Salmon Meal Prep Lunch

Salmon and Asparagus Meal Prep

Salmon and Asparagus Meal Prep

I meal prepped three days of baked salmon lunches for my husband and here are my top five reasons why you should start doing the same.

1. Meal prepping is a time saver. The amount of time that it took to make six baked salmon and asparagus  lunches is the same amount of time as one. You are baking once and you are cleaning up once.

2. This is a good way to stay on top of your diet goals. By prepping your meals ahead you can portion control and have something healthy and ready to eat. No longer will you have to decide last minute or on the go what to have.

3. You can save money by buying food in bulk and you also save money by making lunch opposed to buying out. These six meals cost about $15 so $2.50 a lunch. That’s cheaper than a Happy Meal at Mcdonald’s!

4. Decreases Food waste. By grocery shopping with intention of meal prepping you are not buying random items that you may not need or will go bad before eating all.

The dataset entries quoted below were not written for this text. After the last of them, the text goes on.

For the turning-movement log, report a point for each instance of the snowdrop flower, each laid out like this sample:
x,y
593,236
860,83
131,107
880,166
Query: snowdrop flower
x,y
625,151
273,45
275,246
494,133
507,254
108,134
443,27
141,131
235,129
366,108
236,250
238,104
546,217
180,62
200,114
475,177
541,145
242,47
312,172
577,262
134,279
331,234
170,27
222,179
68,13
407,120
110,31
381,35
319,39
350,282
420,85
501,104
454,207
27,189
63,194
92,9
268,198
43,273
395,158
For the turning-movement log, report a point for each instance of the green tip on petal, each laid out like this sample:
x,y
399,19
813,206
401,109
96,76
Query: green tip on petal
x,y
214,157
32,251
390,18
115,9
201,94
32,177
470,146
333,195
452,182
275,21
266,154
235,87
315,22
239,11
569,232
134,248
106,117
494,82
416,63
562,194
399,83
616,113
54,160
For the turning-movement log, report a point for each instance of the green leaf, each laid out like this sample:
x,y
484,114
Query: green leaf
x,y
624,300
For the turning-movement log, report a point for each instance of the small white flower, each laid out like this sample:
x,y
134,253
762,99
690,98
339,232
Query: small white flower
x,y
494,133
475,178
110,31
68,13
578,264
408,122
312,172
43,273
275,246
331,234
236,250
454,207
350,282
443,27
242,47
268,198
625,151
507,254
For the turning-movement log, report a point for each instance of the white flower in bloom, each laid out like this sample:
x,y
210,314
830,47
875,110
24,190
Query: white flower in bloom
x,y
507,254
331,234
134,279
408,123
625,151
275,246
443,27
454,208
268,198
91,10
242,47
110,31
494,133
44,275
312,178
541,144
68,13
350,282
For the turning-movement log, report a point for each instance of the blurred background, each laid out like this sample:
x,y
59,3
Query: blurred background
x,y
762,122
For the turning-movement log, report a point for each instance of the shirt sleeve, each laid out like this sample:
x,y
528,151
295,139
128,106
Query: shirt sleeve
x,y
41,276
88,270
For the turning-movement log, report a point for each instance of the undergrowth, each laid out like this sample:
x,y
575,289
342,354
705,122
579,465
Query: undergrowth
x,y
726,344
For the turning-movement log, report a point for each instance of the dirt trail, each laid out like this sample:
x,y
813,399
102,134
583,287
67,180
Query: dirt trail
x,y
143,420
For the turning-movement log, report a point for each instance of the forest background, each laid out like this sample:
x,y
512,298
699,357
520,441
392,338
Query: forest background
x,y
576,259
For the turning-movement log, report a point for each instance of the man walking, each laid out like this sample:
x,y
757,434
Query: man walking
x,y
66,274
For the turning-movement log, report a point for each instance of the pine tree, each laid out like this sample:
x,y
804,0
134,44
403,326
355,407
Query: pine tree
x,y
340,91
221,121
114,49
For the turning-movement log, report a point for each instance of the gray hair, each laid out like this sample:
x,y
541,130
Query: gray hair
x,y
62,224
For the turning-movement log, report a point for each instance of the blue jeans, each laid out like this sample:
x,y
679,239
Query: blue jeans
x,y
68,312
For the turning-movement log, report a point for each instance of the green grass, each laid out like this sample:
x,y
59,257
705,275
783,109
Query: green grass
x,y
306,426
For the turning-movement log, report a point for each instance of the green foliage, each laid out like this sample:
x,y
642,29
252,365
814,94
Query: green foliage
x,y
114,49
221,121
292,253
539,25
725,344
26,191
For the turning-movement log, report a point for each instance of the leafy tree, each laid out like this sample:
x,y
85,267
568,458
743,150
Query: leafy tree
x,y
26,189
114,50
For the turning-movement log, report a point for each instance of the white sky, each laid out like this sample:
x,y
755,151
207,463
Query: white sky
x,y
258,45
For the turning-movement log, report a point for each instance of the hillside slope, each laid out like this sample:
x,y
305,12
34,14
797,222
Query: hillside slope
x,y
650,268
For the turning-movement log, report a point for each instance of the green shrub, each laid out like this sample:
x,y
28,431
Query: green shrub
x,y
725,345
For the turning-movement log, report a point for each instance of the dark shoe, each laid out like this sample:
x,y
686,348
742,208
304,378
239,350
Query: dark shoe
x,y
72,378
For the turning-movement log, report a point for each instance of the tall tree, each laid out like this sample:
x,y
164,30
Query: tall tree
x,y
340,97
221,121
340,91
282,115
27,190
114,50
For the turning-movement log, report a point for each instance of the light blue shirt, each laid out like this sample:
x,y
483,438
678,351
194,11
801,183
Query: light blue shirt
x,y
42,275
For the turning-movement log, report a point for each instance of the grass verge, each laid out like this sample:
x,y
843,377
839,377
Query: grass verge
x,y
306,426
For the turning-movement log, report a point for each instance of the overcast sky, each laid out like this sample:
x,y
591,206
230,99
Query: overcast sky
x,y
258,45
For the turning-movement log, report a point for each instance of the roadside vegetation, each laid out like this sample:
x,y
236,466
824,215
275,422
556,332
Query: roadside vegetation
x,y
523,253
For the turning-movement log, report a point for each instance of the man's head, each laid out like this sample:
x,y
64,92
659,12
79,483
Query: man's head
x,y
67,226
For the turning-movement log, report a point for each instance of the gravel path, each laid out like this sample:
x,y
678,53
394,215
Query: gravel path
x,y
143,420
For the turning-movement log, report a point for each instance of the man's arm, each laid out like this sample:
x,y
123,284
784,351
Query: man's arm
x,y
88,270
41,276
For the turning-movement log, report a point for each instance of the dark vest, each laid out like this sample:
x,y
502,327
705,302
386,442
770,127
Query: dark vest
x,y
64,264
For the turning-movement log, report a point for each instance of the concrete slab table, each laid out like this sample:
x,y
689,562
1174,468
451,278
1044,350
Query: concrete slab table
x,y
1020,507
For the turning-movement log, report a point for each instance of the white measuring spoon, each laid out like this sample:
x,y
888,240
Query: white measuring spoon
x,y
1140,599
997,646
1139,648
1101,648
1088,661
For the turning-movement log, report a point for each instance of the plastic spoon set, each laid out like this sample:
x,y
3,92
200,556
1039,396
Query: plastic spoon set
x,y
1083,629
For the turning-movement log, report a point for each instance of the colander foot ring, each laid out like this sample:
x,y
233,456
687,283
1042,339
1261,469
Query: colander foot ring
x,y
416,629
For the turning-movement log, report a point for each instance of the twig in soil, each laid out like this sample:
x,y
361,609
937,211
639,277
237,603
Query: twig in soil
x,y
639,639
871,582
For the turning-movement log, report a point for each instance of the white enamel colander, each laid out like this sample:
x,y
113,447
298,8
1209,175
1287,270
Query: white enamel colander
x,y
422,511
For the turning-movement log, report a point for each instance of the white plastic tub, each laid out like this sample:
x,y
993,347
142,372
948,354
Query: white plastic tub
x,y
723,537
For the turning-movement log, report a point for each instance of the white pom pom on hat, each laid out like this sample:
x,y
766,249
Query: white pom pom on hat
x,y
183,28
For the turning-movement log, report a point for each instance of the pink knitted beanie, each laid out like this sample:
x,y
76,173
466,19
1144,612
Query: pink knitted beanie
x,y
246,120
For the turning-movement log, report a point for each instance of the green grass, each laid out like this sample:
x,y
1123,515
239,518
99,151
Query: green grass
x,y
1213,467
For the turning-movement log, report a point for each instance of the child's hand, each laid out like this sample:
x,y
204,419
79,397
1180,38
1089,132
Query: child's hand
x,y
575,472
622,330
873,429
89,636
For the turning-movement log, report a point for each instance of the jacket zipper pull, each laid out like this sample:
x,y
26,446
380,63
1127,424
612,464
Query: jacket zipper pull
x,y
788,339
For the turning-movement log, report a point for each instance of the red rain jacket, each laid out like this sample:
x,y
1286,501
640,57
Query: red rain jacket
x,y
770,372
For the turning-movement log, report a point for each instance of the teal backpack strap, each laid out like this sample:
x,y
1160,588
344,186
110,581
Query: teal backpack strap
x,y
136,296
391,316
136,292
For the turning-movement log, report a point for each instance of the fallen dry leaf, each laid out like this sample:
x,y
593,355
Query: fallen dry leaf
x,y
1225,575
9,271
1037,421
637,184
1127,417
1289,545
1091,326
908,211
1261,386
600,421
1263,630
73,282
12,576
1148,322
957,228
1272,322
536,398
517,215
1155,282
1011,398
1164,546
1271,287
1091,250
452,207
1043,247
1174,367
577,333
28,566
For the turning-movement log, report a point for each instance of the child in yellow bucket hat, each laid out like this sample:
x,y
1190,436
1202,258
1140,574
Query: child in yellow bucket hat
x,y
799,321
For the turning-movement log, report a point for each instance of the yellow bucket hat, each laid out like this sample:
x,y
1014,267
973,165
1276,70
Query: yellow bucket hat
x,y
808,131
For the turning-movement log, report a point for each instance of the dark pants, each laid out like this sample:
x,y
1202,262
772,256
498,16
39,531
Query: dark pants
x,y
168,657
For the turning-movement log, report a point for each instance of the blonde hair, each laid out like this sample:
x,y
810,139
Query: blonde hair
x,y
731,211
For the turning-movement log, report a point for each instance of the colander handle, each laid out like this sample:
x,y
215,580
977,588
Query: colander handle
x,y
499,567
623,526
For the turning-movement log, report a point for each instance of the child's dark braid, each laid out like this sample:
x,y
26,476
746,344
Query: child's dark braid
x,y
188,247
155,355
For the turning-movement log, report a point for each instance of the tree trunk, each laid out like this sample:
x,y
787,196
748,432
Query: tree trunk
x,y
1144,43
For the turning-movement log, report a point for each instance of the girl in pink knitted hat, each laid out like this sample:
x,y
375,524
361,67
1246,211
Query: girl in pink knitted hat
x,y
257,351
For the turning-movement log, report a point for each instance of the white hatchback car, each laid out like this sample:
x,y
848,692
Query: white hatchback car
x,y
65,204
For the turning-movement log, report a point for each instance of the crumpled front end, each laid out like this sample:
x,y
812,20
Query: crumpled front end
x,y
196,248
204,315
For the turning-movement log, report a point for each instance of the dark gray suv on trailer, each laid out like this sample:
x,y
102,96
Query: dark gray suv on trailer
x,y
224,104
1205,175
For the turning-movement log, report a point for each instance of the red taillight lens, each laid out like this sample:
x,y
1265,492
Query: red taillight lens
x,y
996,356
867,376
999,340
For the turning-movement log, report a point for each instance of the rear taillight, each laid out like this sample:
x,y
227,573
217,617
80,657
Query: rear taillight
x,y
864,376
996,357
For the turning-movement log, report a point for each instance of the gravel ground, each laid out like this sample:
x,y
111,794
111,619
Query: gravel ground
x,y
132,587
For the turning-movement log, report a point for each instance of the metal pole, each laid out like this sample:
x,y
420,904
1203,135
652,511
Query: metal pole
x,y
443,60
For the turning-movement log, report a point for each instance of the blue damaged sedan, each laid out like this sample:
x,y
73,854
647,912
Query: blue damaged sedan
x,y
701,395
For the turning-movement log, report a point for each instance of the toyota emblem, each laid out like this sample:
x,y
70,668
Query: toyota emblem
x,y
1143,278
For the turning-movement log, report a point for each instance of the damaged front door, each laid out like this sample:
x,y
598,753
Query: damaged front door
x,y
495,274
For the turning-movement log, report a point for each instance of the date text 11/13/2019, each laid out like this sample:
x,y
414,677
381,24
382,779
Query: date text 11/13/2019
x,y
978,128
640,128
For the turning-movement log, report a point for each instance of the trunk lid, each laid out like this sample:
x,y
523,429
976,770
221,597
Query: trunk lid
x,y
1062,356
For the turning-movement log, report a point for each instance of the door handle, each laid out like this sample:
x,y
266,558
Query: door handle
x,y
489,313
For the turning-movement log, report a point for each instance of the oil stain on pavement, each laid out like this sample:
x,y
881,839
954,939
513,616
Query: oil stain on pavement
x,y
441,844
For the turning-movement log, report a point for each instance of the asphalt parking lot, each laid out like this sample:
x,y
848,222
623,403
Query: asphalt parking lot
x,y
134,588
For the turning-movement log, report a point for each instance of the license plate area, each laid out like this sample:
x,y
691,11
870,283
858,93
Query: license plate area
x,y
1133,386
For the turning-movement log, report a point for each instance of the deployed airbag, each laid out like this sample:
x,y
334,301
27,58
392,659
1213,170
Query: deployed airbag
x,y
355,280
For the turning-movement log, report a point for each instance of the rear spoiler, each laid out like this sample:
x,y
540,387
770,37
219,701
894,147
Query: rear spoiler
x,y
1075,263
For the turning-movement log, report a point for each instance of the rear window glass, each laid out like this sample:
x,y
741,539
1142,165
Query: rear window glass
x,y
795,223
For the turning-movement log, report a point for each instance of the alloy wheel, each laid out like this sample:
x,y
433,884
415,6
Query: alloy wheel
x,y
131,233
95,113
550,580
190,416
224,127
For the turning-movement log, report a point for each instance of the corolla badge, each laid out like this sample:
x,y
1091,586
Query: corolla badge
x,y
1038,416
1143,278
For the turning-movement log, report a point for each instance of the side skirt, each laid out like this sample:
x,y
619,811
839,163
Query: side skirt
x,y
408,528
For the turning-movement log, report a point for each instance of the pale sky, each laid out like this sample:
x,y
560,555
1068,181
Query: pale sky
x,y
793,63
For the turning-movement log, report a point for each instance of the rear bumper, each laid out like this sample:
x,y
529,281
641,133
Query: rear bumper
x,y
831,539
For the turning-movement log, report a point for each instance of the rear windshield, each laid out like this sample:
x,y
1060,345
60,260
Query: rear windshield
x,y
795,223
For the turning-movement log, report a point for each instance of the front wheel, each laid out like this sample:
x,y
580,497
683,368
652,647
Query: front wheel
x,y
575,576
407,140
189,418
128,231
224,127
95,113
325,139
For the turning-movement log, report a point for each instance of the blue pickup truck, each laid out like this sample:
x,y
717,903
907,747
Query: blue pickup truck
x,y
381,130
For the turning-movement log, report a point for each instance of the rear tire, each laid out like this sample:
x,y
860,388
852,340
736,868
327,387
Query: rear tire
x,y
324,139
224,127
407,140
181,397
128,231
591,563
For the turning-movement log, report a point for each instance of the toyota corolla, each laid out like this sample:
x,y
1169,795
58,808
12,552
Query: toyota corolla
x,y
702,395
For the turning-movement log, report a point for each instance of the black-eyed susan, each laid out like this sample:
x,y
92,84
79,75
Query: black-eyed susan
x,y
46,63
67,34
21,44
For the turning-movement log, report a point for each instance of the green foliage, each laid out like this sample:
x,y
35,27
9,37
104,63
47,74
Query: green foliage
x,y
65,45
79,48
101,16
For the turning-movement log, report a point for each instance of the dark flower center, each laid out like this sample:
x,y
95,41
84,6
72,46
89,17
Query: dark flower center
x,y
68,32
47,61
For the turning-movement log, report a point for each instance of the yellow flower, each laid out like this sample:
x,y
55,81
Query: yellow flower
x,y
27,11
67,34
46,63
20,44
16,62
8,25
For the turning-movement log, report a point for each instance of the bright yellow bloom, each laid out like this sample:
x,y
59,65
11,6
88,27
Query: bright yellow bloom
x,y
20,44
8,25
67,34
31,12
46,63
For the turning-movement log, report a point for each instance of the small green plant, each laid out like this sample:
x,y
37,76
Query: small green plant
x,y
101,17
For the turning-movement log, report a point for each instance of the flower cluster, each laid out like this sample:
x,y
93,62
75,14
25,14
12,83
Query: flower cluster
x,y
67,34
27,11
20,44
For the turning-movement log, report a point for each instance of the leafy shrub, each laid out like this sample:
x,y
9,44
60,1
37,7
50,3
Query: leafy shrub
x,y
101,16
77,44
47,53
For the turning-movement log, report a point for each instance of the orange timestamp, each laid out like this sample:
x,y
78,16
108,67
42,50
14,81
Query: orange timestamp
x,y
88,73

5. Peace of mind knowing what’s in your food. By cooking and preparing your own food, you can control what’s in it. The amount of salt, oil etc…

You can get the meal prep glass containers with separate compartments with this link image

Salmon Meal Prep
Prep time
Cook time
Total time
You can get your own meal prep glass containers in this link
Recipe type: Healthy
Cuisine: Lunch
Serves: 6 meals
  • 3-4 salmon fillets
  • ¼ cup low sodium soy sauce
  • 2 tbsp. sesame oil
  • 1 tbsp. honey
  • 1 tbsp. minced garlic
  • 1 tbsp. minced ginger
  • ¼ tsp. salt
  • ¼ tsp. black pepper
  • 1¼ cup cooked quinoa
  • 1 asparagus bundle
  1. In small bowl whisk soy sauce, sesame oil, honey, garlic, ginger, salt and pepper. Pour over salmon and let marinade for 30 minutes. Pre-heat oven to 400˚F degrees. In large baking dish add salmon and asparagus. Cover with foil and bake for 15 minutes.
  2. Serve with Salmon and asparagus with cooked quinoa.